Passo a passo, ele vai fazendo o queijo. Com uma expressão de cientista, ele explica cada tecnologia que emprega, cada macete, cada arte de queijeiro que aprendeu perguntando aos sitiantes vizinhos, e no Dr. Google. Ele faz queijo de coalho. Rosa ajuda, a comunhão ritmada entre eles é digna de qualquer bom filme de amor.
Uma telinha para coar o soro do queijo se perde. Luizinho fica aflito.
Rosa não perde o prumo, com uma calma de Pietá, continua procurando-a, e acha.
Ufa! O queijo está salvo.
O dia passa e não se viu. Não há sinal de celular para relatar aos que amo as coisas que abrem meu coração, que esperançam meus dias.
Rosa faz pizza para a janta. JG ama pizza de calabresa. Rosa sabe fazer as pessoas felizes, e faz o JG feliz com sua pizza predileta.

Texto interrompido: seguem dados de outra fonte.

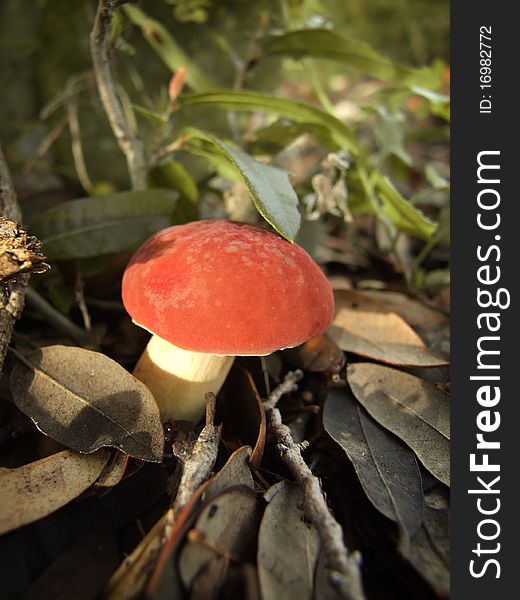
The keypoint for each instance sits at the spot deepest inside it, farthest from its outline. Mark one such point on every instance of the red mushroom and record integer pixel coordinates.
(212, 290)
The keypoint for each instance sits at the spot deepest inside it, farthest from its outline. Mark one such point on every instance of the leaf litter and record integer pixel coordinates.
(369, 329)
(85, 400)
(386, 468)
(413, 409)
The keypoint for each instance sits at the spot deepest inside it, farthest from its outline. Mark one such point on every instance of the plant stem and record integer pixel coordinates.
(12, 295)
(128, 141)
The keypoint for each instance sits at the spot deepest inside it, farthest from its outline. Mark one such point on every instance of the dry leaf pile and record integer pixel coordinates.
(100, 501)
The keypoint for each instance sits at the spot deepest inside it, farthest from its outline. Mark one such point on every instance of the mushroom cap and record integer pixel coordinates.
(226, 288)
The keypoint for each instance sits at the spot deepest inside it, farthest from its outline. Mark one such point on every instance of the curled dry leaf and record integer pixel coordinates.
(235, 472)
(415, 313)
(66, 577)
(245, 415)
(432, 325)
(226, 525)
(288, 548)
(131, 577)
(386, 468)
(365, 327)
(39, 488)
(319, 354)
(85, 400)
(114, 470)
(430, 548)
(415, 410)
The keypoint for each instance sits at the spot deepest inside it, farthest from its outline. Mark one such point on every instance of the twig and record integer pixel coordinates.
(343, 569)
(12, 294)
(131, 577)
(200, 462)
(130, 143)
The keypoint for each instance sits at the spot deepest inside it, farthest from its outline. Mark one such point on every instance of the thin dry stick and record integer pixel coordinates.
(128, 141)
(343, 569)
(197, 467)
(12, 294)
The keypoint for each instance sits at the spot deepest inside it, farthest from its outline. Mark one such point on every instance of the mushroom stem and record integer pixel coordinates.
(179, 378)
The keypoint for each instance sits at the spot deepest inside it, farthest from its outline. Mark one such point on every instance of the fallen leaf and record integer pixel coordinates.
(235, 472)
(67, 576)
(288, 548)
(415, 313)
(415, 410)
(319, 354)
(432, 325)
(114, 470)
(430, 548)
(245, 415)
(132, 576)
(225, 526)
(39, 488)
(365, 327)
(386, 468)
(85, 400)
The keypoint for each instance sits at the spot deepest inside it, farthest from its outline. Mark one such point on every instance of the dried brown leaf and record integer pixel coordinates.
(386, 468)
(245, 415)
(415, 313)
(114, 470)
(413, 409)
(288, 548)
(365, 327)
(430, 548)
(39, 488)
(225, 526)
(319, 354)
(80, 572)
(85, 400)
(235, 472)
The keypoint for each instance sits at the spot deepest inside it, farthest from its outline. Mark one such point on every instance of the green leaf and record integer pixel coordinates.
(173, 175)
(270, 188)
(106, 224)
(172, 55)
(403, 215)
(293, 110)
(153, 116)
(355, 55)
(273, 138)
(389, 129)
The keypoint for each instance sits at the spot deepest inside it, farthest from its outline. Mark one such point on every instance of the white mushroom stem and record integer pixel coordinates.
(179, 378)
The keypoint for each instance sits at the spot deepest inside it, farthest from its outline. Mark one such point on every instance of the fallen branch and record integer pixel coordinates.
(131, 578)
(128, 141)
(199, 464)
(343, 569)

A sinfonia da noite invade a roça. Um mugido aqui, um sapo que coacha, grilos em processão cantantes, um pássaro que se despede do dia, em pungentes piados, um latido de cachorro, uma brisa Aracati que sopra em nosso ouvido, dizendo-nos: “que bom que existe...”.
Sentados na escada, Rosa e Luizinho contemplam o anoitecer. Que cena preciosa, para um casal que o mundo do trabalho tirou tanto deles esse direito de juntos sentarem-se, sem o estresse de um amanhã.
Aqueles produzidos em mais de 35 anos de jornadas de doze horas dia, no frenético mundo da tecnologia bancária.
Agora o estresse é outro. É saber se o queijo pegou o ponto de coalho. Se é melhor fazer caipirinha de lima ou de limão galego.
Ou o de acordar bem cedo para ver se tem mais ovos no chiqueiro, para anotar o saldo da primeira ordenha, ou bater o campo à procura de bezerros paridos, e depois ir na “enfermaria” verificar se o cachorro da perna atropelada, voltou a andar novamente.
Agora, como o queijo e doce de mamão que trouxe. O queijo feito pelo Luizinho, o doce pela Rosa, quer jeito melhor que começar o mês de maio?
Do que comendo o Romeu e Julieta deles.
Ando com sintomas de sentimentalidades, acho que estou amando. Amando viver!